Secondly, there is the potential for syndicated content to mess up the display of the final site by including CSS. If we were in a world where executable code couldn’t be embedded in CSS, then the worst that could happen is the rendering is messed up content. No cross site scripting, no security dialogs popping up as if there were from a more trusted site, just a bunch of things laid out on the page wrong. The most serious case of this that I can think of is using CSS to overlay form elements, say for a username and password from syndicated content over the real login box on the page. Similarly, it would be possible to position HTML elements on the page such that they looked like they came from the trusted site instead of from the syndicated content.
If the final site was a public site like Google News, then such messing up of the content, even if it wasn’t devious would be extremely bad and obviously stripping style information is really the only way to go. If however, the final destination site is my news aggregator, then the chances are that I don’t really care. I know everything that is displayed comes from syndicated content and if something messes up the display I’ll drop that feed from my subscriptions. Web-based aggregators fall into the first category, but a planet aggregator I run locally falls into the second. Readers like NetNewsWire that display the stories separately instead of combining them are an even safer case – the content is completely delineated from everything else, has no extra abilities to interact with other things and is essentially the same as viewing the page on the web. This is particularly so in NetNewsWire’s case since it uses WebKit so it’s even the same rendering engine. As long as the rendering engine is setup to treat the content as a random web site instead of in some ultra-stupid trusted mode, I can’t see a way that any content could be malicious.
The best way that I can see to solve this is to improve the final renderer rather than trying to limit what can be aggregated. Firstly, no browser should have a trusted mode – everything should be treated as if it was downloaded from a remote site somewhere on the internet.

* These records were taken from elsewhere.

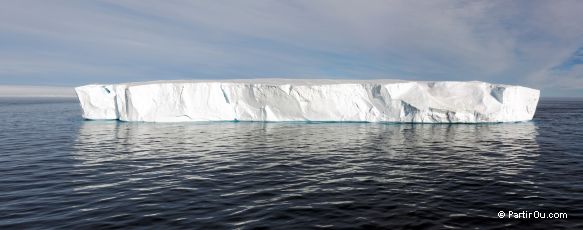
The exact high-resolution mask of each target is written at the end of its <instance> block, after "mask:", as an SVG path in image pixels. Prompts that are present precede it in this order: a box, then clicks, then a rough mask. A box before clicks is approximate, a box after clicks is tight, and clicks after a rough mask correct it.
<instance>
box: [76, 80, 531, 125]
mask: <svg viewBox="0 0 583 230" xmlns="http://www.w3.org/2000/svg"><path fill="white" fill-rule="evenodd" d="M75 91H76V92H77V95H78V96H79V101H80V103H81V107H82V109H83V117H84V118H86V119H118V120H122V121H149V122H180V121H368V122H420V123H475V122H512V121H527V120H531V119H532V117H533V116H534V113H535V110H536V106H537V103H538V99H539V91H538V90H535V89H530V88H526V87H521V86H510V85H497V84H489V83H484V82H476V81H473V82H453V81H447V82H446V81H444V82H418V81H400V80H370V81H337V80H286V79H257V80H231V81H159V82H144V83H128V84H116V85H86V86H81V87H77V88H75Z"/></svg>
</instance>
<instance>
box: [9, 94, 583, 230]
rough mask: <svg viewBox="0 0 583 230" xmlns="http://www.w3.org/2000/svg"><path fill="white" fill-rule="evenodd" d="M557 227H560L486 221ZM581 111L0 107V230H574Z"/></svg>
mask: <svg viewBox="0 0 583 230" xmlns="http://www.w3.org/2000/svg"><path fill="white" fill-rule="evenodd" d="M500 211H503V212H504V213H505V214H508V212H509V211H513V212H530V213H533V212H535V211H536V212H538V213H566V214H567V218H563V219H548V218H547V219H539V218H529V219H514V218H508V216H506V217H505V218H499V217H498V212H500ZM582 218H583V100H573V99H547V100H544V99H543V100H542V101H541V102H540V103H539V108H538V110H537V113H536V116H535V119H534V121H532V122H523V123H511V124H477V125H467V124H465V125H464V124H460V125H445V124H438V125H427V124H424V125H421V124H416V125H414V124H374V123H256V122H214V123H213V122H201V123H170V124H168V123H162V124H157V123H127V122H113V121H84V120H83V119H81V117H80V108H79V105H78V103H77V101H76V99H15V98H3V99H0V228H1V229H9V228H14V229H23V228H42V229H45V228H77V229H79V228H81V229H86V228H128V227H151V228H154V229H166V228H194V229H196V228H199V229H233V228H241V229H251V228H276V229H282V228H288V229H300V228H333V229H337V228H351V229H352V228H367V229H369V228H430V229H432V228H434V229H441V228H460V229H467V228H474V227H481V228H506V227H524V228H530V227H538V228H542V229H548V228H551V227H553V228H579V229H581V228H583V219H582Z"/></svg>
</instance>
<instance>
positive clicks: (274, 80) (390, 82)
mask: <svg viewBox="0 0 583 230" xmlns="http://www.w3.org/2000/svg"><path fill="white" fill-rule="evenodd" d="M405 82H458V83H468V82H473V83H484V84H486V82H482V81H416V80H399V79H373V80H345V79H286V78H258V79H217V80H158V81H146V82H129V83H121V84H122V85H128V86H138V85H150V84H167V83H172V84H175V83H243V84H264V85H287V84H292V85H335V84H392V83H405ZM496 85H504V84H496Z"/></svg>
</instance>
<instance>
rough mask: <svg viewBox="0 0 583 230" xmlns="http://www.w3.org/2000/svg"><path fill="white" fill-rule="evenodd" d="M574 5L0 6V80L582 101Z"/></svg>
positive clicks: (30, 1) (580, 2) (411, 1)
mask: <svg viewBox="0 0 583 230" xmlns="http://www.w3.org/2000/svg"><path fill="white" fill-rule="evenodd" d="M581 12H583V1H576V0H573V1H568V0H560V1H550V0H548V1H440V0H437V1H405V0H403V1H386V0H382V1H375V0H367V1H360V0H358V1H357V0H354V1H343V0H325V1H324V0H295V1H294V0H290V1H255V0H246V1H225V0H218V1H217V0H214V1H210V0H209V1H161V0H160V1H149V0H145V1H143V0H135V1H123V0H121V1H120V0H115V1H114V0H112V1H76V0H75V1H74V0H71V1H57V0H53V1H26V0H14V1H2V3H0V84H4V85H50V86H76V85H82V84H88V83H119V82H128V81H145V80H160V79H224V78H261V77H282V78H349V79H375V78H399V79H411V80H481V81H488V82H495V83H507V84H520V85H525V86H530V87H535V88H539V89H542V90H543V96H583V65H582V64H583V23H582V22H583V14H582V13H581Z"/></svg>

Secondly, browsers need to provide a way to specify that part of the page has been syndicated and is actually from a separate source. Any syndicated source would run its JavaScript in a fresh sandbox, it would have no access to any part of the DOM outside of that specific syndicated content area or any other resource – it is effectively a brand new web page that just happens to render as part of the existing one. There is no way to jump back out of that syndicated block from inside it. Aggregators would then just have to make sure that the syndicated content is well-formed XHTML2 and put it inside a DIV with the special syndicated content marker. Everything inside that DIV is now separated from the rest of the page. Further, nothing from inside that DIV can render outside of the boundaries.
Using the syndicated content flag would only ever add restrictions, for example if you were browsing a site that you had explicitly disabled JavaScript on, syndicated content in that page could not use JavaScript even if the syndicated content reportedly came from a completely trusted site. Browsers could choose to never allow syndicated content to trigger a security dialog, or use both the original page URL and the reported syndication source in the dialog so the user is effectively asked to trust both sources. Personally, I’d heavily lean towards just not allowing syndicated content to trigger security dialogs because users tend to approve them without thinking.
The essential part of the syndication flag isn’t that it is a way of saying where the content comes from, it’s a way of saying “this site doesn’t vouch for this content, don’t trust it even if you trust me, oh and by the way, I think it came from over there”. Now, I haven’t thought about this for more than about half an hour, so there may be a reason it wouldn’t work. Regardless of the feasibility of this scheme though, we need to come up with some way of syndicating things without giving up the latest, and downright old, web technologies and the enhanced user experience it brings. Even if we have to put up with stripping styles from feeds for now, what can we do to make it safe to keep in the future?
1 – In other words, if your intranet pulls data via RSS from your internal systems you probably don't need to worry – all the systems and thus all the content is under your own control and RSS is just being used as a transport mechanism.↩
2 – thus avoiding an extraneous closing DIV tag which would allow the content to suddenly become part of the main page again↩